Me dirigí a la casa de la clienta y allí fui atendida por una mujer que bien podría haber tenido cien años. Su cabello despeinado y canoso dejaba entrever un rostro arrugado, y su mano apenas lograba sostener un cigarrillo que ya era pura ceniza.

Ingresé y me guio a unos sillones en medio del caos. Al sentarme frente a ella pude notar que no era mayor que yo. Luego, viendo las fotografías a mi alrededor, observé que había tenido unos preciosos rizos dorados; de hecho, su cabello se había parecido mucho al mío.

―Perdón por el desorden ―dijo―. Cuando David me dejó se llevó hasta mis ganas de vivir. Una amiga me recomendó Rompecorazones S.A. No averigüe mucho sobre el servicio que proporcionan, solo sé que lastiman a quienes se lo merecen. Quisiera que David atravesara lo mismo que yo estoy viviendo.

―Todo tiene su precio ―le dije―; si pagas por el paquete completo, puedo hacer que en pocos meses se encuentre en una situación deplorable.

―Eso quiero ―dijo ella―; el paquete completo.

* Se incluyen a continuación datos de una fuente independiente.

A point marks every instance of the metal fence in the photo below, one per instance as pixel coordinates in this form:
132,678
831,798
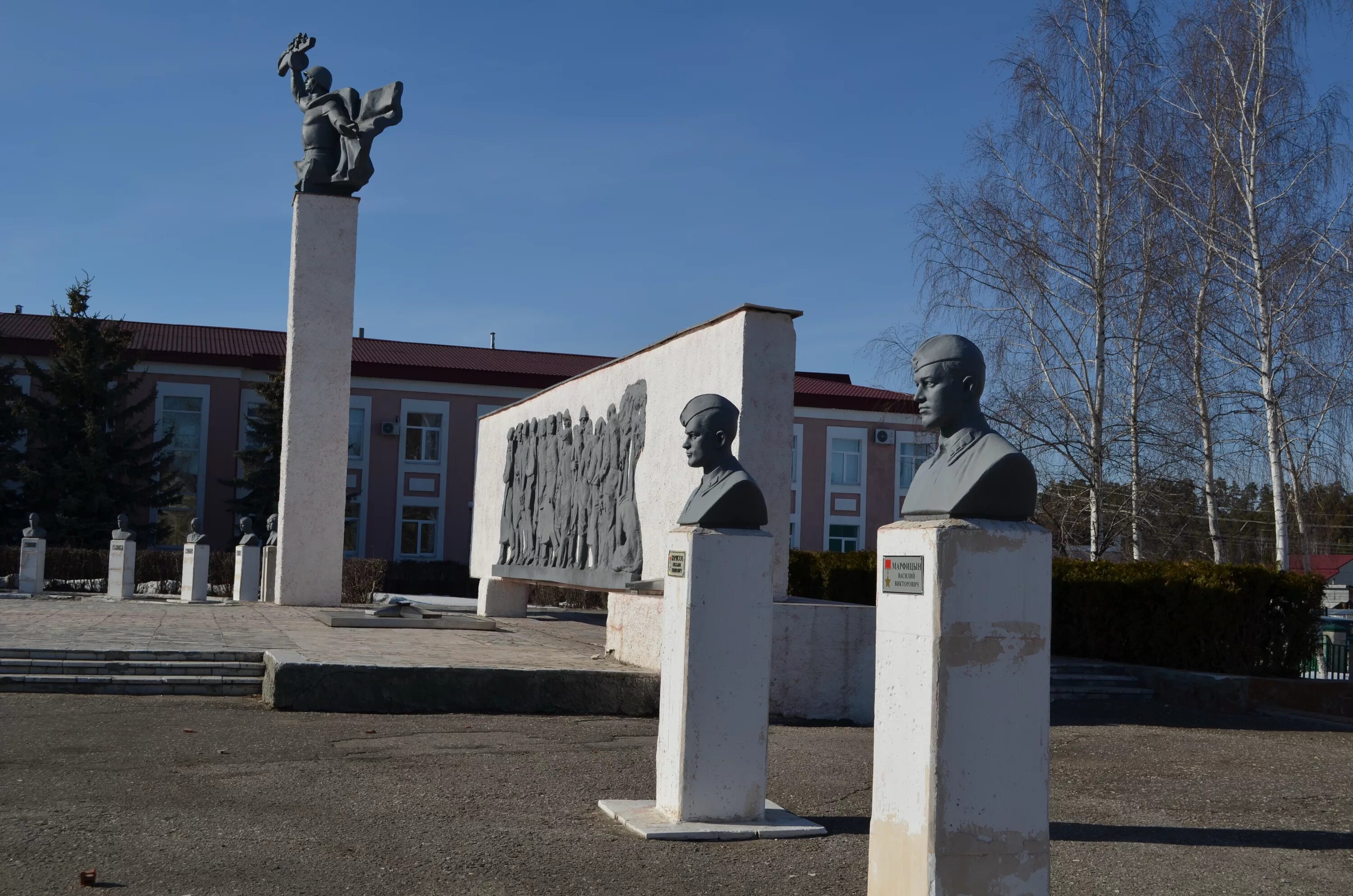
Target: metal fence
1329,664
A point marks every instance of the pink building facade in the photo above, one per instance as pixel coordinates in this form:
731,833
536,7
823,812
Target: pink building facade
413,418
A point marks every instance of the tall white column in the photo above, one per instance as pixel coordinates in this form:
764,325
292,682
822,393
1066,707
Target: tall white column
715,704
193,588
122,569
33,565
314,420
961,710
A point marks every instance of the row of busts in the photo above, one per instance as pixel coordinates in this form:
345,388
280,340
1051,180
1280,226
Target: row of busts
126,534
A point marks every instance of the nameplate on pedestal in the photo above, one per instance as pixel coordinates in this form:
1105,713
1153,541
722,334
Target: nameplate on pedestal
904,574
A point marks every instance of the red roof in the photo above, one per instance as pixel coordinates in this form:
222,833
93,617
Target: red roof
263,349
1322,565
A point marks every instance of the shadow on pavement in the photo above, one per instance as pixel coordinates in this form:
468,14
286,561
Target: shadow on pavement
1151,712
1201,837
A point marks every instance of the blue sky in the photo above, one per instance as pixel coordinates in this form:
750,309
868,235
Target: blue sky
582,176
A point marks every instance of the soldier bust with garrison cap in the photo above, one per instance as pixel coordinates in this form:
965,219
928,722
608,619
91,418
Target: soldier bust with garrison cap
727,497
975,473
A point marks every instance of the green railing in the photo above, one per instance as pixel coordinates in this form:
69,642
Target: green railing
1330,662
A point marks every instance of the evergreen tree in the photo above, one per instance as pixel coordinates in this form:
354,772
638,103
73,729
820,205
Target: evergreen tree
262,455
92,451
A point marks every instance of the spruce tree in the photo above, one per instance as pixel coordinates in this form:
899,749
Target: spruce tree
262,455
92,450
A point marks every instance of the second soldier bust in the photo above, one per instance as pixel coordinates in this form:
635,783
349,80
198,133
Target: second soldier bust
727,496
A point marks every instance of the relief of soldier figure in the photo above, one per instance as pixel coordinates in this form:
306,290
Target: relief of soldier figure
569,489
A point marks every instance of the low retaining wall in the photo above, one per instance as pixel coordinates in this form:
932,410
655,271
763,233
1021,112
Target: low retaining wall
1245,694
293,683
822,654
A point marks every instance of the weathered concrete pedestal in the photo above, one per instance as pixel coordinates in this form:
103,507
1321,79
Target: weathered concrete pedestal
270,574
193,588
314,418
247,573
961,710
33,566
715,695
122,569
502,597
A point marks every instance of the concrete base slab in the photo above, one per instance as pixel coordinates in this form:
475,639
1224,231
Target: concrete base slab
363,620
643,818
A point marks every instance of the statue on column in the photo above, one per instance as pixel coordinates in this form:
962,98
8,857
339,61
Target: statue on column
727,496
339,126
975,473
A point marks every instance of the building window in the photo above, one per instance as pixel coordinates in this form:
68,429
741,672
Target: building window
419,530
423,436
351,520
356,424
910,458
183,416
846,462
842,538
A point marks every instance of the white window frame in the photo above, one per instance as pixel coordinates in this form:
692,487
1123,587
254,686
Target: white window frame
436,500
363,466
796,487
860,433
187,390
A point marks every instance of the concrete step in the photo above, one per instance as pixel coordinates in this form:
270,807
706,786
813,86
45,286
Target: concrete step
125,668
202,685
133,656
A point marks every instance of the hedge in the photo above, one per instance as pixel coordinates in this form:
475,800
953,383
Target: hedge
1247,620
833,577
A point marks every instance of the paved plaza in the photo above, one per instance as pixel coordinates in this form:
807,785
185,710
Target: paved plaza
1146,800
563,639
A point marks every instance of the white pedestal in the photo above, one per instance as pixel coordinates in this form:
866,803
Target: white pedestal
715,695
270,573
502,597
194,581
247,573
314,420
961,710
33,565
122,569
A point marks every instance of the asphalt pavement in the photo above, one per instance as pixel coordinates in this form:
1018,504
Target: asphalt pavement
218,796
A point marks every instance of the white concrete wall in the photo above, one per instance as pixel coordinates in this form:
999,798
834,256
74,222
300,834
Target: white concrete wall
746,355
314,421
961,714
822,654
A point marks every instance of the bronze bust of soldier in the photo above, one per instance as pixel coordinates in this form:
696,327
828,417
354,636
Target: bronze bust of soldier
727,496
975,473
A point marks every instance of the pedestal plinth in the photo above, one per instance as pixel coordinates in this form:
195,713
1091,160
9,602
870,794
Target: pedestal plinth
961,706
33,565
715,695
314,418
247,573
270,574
122,569
502,597
193,587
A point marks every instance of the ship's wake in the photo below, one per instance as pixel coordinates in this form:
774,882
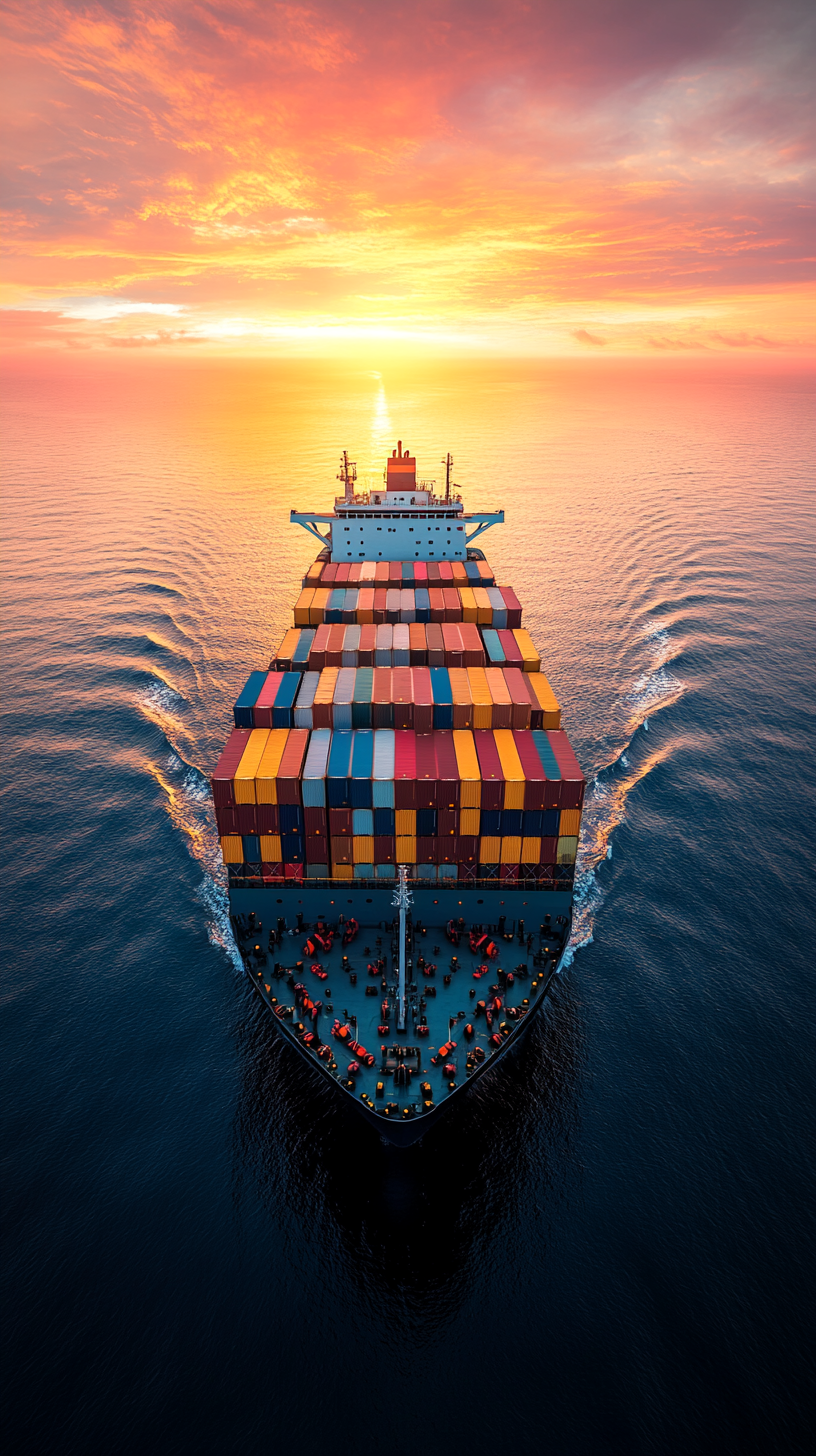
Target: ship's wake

―Muy bien; paso a explicarte entonces. Primero estudiaré sus gustos y le haré creer que soy su alma gemela. Tendremos unas semanas de idilio hasta que un día, cuando menos lo espere, comenzarán los problemas. Provocaré discusiones enfrente de sus familiares y amigos hasta convertirme en la única persona en su vida. Haré que se ponga nervioso en los momentos más importantes: exámenes, entrevistas…, así, llegará el día en que quedará desempleado y en la ruina. Créeme que seré lo peor que le ha ocurrido. Soy muy buena en lo que hago; tengo un éxito de más del noventa por ciento y llevo logrados cinco suicidios.

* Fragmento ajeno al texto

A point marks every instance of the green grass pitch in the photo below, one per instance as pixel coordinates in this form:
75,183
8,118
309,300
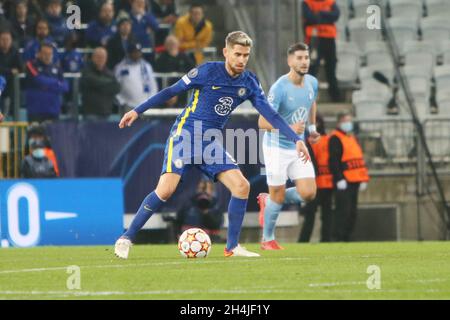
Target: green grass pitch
408,270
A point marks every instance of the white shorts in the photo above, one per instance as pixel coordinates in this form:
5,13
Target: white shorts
283,164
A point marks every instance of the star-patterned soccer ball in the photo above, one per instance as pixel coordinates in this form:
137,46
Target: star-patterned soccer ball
194,243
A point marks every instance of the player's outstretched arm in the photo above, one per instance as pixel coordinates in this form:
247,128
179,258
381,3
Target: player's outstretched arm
154,101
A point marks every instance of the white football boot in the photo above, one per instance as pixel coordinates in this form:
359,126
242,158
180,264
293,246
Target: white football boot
240,252
122,248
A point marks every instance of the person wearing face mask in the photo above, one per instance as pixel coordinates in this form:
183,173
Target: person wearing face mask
38,164
350,175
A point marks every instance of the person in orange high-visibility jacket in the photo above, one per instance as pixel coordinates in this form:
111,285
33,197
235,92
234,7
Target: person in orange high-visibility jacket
350,175
319,18
194,31
324,181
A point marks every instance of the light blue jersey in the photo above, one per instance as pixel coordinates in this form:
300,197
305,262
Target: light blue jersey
293,103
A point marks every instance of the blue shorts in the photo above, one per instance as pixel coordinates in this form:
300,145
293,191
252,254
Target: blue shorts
209,157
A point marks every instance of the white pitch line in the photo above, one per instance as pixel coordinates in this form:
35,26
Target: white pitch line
183,262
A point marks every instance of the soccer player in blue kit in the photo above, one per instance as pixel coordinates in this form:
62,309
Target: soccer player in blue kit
293,96
219,87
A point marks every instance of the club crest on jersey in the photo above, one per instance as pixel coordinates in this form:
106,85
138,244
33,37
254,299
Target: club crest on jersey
178,163
225,107
242,92
193,73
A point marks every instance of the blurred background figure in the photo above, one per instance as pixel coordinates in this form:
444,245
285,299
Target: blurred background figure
324,181
136,78
10,66
98,87
45,85
172,60
118,45
103,28
350,175
202,212
319,18
41,162
194,31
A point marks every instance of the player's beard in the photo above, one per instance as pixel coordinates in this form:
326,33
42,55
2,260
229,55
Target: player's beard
301,73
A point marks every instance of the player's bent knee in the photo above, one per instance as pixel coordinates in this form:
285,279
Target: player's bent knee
308,195
241,189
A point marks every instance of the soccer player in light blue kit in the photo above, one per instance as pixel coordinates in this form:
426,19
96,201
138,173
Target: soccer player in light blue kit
219,87
293,96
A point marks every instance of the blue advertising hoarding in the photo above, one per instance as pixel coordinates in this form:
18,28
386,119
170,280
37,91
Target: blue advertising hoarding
60,212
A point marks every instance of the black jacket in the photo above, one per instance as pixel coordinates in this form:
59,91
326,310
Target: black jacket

Mi clienta se quedó en silencio durante un momento, luego la vida regresó a su rostro:

―Perfecto ―dijo―, eso quiero; que lo pulverices.

―Así será; cuando termine con él, pesará lo que una sombra en una esquina. Dime, ¿completaste el formulario que te enviamos?

―Sí ―dijo entregándome un sobre―. Aquí está todo lo que sé acerca de David.

Observé que el formulario estaba completo; con esos datos yo debía idear un plan para cruzarme con el sujeto e iniciar con él una relación amorosa. Junto a las hojas encontré su fotografía, y fue entonces cuando supe que aquel sería mi último día trabajando para Rompecorazones S.A.

Me había dado cuenta de que yo no era tan exitosa como creía hasta entonces. Apenas vi la fotografía me sentí pulverizada, pesé lo que una sombra en una esquina; aquella imagen había acabado conmigo de manera categórica.

―No puedo hacer el trabajo ―dije―. Lo siento.

Ante su mirada atónita me puse de pie y me fui, dejando la fotografía de David sobre la mesa junto a la puerta.

Sucede que aquel hombre no se llamaba David; se trataba en realidad de Augusto do Santos, líder del ranking de ejecutores, fotografiado una vez más con su inconfundible sonrisa soberbia.